Im filing this one under the " you learn something new every day".

One of my favorite Indian dishes is Spinach with paneer cheese.
I get it almost every time I go to an Indian restaurant ( the Indian restaurant I often go to has a buffet style lunch, so it is almost always offered).

I usually go up to the buffet line, I dont really read the names of the dishes, I just visually look and grab a little bit of everything ( that is vegetarian, they organize the buffet so one side is vegetarian, the other is meat based).

i always grab a scoop of the ' green stuff, sometimes labeled as saag paneer other times as palaak paneer.  But, since they are never offered on the same day, I think nothing of it  and just accept what it is called that day.  Both sound right to me, and any time I see one, I almost forget that the other one exists until this past week.

I made a version at home, and i always go to this one Indian website for the video recipe ( because I make it infrequently enough, that I have to get a quick reminder of the ingredients).  

So this time, saag paneer was in my head ( forgetting about palaak paneer), so I typed that into the search area in the site, and the video came up.  When I started to watch the video, it seemed all wrong compared to what ive done in the past.  the technique and even some of the ingredients.  That's when the light bulb went on.  I then typed palaak paneer and the video i was familiar with came up.

I did a little research, and it turns out that 'Palaak' is the India word for Spinach, and ' Saag ' is a more general term for greens. Therefore, Palaak Paneer is technically a version of Saag Paneer, but not the other way around.  greens used can be any greens.  Some mentioned have been spinach, mustard greens, kale, fenugreek leaves (other sites listed broccoli and even brussel sprouts)

Anyway, this was news to me, so I just figured I'd pass it on.  I love when I learn new things !! And whats funny, is I've been calling it interchangeably for the last 30 years not realizing they both existed until i really thought about it.


----------



## powerplantop (Jun 27, 2018)

Correct, I know this but in my mind I do not separate them.

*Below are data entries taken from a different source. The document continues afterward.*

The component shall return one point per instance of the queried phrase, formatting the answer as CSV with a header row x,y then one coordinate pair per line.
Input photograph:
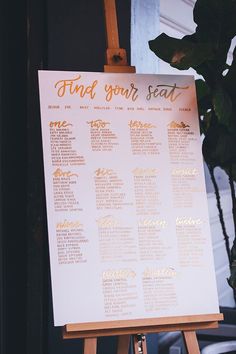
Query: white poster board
x,y
127,210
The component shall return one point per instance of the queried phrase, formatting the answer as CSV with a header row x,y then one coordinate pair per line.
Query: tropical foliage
x,y
206,51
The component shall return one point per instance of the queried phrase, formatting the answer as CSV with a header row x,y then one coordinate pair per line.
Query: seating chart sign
x,y
128,225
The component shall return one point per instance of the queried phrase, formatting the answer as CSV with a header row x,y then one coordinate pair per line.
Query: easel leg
x,y
191,342
90,346
136,341
123,344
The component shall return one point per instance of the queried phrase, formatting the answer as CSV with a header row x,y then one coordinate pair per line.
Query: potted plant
x,y
206,51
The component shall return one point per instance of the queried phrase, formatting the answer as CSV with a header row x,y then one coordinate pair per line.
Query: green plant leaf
x,y
229,79
222,105
180,53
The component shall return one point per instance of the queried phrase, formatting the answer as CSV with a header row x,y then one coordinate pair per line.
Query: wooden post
x,y
140,343
116,58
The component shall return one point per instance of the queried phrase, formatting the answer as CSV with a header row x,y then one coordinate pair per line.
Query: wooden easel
x,y
116,62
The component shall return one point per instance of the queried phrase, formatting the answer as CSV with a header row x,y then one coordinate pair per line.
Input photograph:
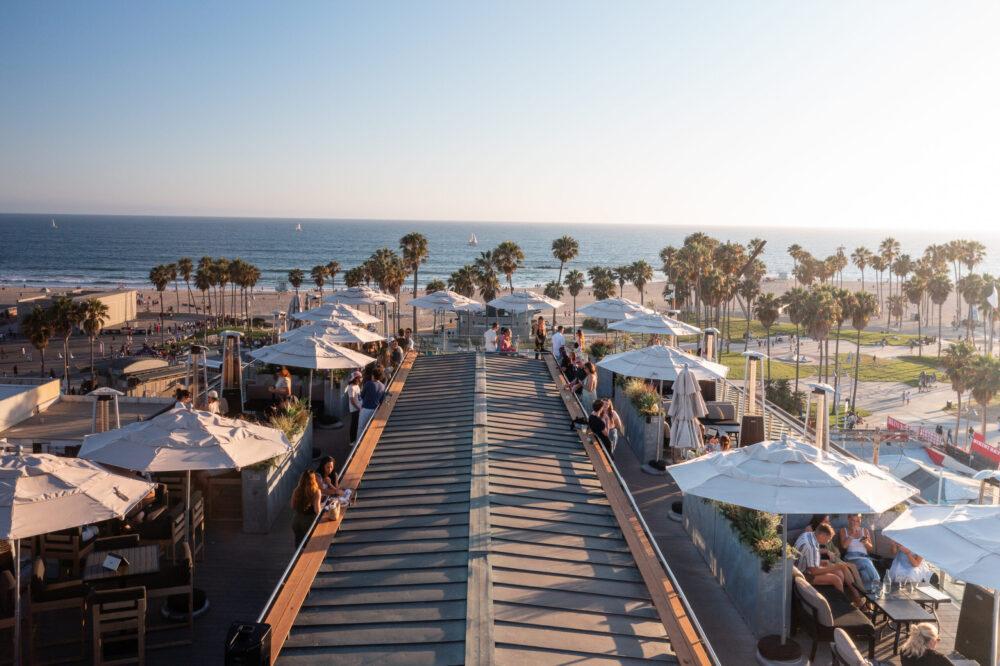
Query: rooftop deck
x,y
484,532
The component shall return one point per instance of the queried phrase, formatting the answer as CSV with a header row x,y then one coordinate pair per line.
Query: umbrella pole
x,y
784,579
17,601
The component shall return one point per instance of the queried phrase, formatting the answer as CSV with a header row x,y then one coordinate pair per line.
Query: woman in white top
x,y
856,542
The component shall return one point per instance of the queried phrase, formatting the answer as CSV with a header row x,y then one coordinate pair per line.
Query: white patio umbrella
x,y
42,493
337,312
522,300
661,362
790,476
962,540
686,408
613,309
446,301
338,332
654,323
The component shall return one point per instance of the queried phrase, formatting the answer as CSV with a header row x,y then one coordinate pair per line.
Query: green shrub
x,y
758,530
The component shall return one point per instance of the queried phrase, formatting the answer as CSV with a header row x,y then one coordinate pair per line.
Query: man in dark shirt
x,y
597,425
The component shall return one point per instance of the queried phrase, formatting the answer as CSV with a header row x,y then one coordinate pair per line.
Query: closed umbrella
x,y
962,540
790,476
686,408
338,332
42,493
332,312
613,309
522,300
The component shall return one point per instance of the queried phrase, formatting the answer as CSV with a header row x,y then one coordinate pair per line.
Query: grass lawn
x,y
736,363
904,369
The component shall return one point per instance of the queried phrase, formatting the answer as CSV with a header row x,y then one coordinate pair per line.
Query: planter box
x,y
755,593
641,431
266,492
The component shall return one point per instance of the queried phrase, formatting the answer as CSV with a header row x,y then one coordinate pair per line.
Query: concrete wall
x,y
754,592
266,492
25,399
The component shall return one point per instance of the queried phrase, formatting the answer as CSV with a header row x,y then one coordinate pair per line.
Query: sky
x,y
701,113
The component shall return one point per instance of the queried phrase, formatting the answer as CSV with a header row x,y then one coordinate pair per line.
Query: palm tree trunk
x,y
857,369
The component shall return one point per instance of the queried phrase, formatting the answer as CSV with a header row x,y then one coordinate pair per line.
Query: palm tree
x,y
172,270
319,275
640,274
602,282
508,257
984,382
957,359
795,305
65,314
333,269
565,249
939,288
622,275
295,278
186,268
767,310
415,252
862,257
160,277
95,314
574,284
463,281
864,306
37,327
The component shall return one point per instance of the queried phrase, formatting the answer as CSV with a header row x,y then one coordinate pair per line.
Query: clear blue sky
x,y
777,113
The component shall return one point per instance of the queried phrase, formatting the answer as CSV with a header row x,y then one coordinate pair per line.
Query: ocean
x,y
109,251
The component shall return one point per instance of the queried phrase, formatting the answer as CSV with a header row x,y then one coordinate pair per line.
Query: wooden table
x,y
900,610
141,560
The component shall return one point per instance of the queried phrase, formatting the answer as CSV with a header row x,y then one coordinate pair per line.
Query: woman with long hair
x,y
307,503
920,649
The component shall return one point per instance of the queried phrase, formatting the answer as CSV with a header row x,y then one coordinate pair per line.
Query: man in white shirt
x,y
558,342
490,337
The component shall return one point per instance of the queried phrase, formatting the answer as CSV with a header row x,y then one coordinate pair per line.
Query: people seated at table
x,y
818,572
920,648
856,542
307,503
328,482
907,566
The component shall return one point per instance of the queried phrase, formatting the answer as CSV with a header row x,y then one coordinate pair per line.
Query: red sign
x,y
980,446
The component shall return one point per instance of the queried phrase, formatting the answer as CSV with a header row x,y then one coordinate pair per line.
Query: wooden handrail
x,y
286,607
684,639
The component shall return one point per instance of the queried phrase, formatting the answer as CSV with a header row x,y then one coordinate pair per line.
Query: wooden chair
x,y
118,626
197,524
46,597
66,546
169,581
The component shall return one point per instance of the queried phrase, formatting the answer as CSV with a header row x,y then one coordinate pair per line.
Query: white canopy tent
x,y
790,476
42,493
613,309
961,540
522,300
336,312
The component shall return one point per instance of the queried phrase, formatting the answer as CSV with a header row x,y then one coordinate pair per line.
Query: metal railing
x,y
269,604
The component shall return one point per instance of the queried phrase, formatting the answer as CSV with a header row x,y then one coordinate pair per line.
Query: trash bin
x,y
248,644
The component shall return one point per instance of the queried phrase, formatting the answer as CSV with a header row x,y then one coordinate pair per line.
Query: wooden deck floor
x,y
481,535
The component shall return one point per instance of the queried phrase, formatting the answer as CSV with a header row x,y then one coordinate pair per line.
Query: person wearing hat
x,y
213,402
353,392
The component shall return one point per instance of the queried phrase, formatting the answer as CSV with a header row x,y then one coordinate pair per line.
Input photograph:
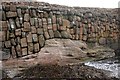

I always think of them as the same thing even knowing that is wrong. They are my favorites but they do not look pretty.


----------



## larry_stewart (Jun 27, 2018)

powerplantop said:


> they do not look pretty.



No they dont.
Definitely one of those things that taste better than they look.


----------



## Steve Kroll (Jun 27, 2018)

powerplantop said:


> Correct, I know this but in my mind I do not separate them. I always think of them as the same thing even knowing that is wrong. They are my favorites but they do not look pretty.



Same here. I knew the difference, too, but in my mind, leafy greens are leafy greens. I'm not in love with one type versus another, so I don't really pay much attention.

I don't know if I've mentioned this before, but where I work, I am the one pasty white European-looking guy on a team of 8 people. Everyone else comes from different parts of the Indian subcontinent, including India, Pakistan, and Nepal. So I am constantly being corrected and educated on the subtleties of the cuisines from that area.


----------



## di reston (Jun 27, 2018)

Next time you go, ask for 'saag aloo' - spinach type greens with potatoes. In the UK it's one of the most popular vegetarian Indian dishes.

di reston


Enough is never as good as a feast     Oscar Wilde


----------



## blissful (Jun 27, 2018)

Awesome info! This reminds me that it is still early enough in the gardening season to put in some spinach seed and my lettuce is getting a little over grown and could use some more lettuce seeds. My collards, first time ever, needs to be trimmed/harvested, and it's going to last well into the cooler fall weather when the time comes.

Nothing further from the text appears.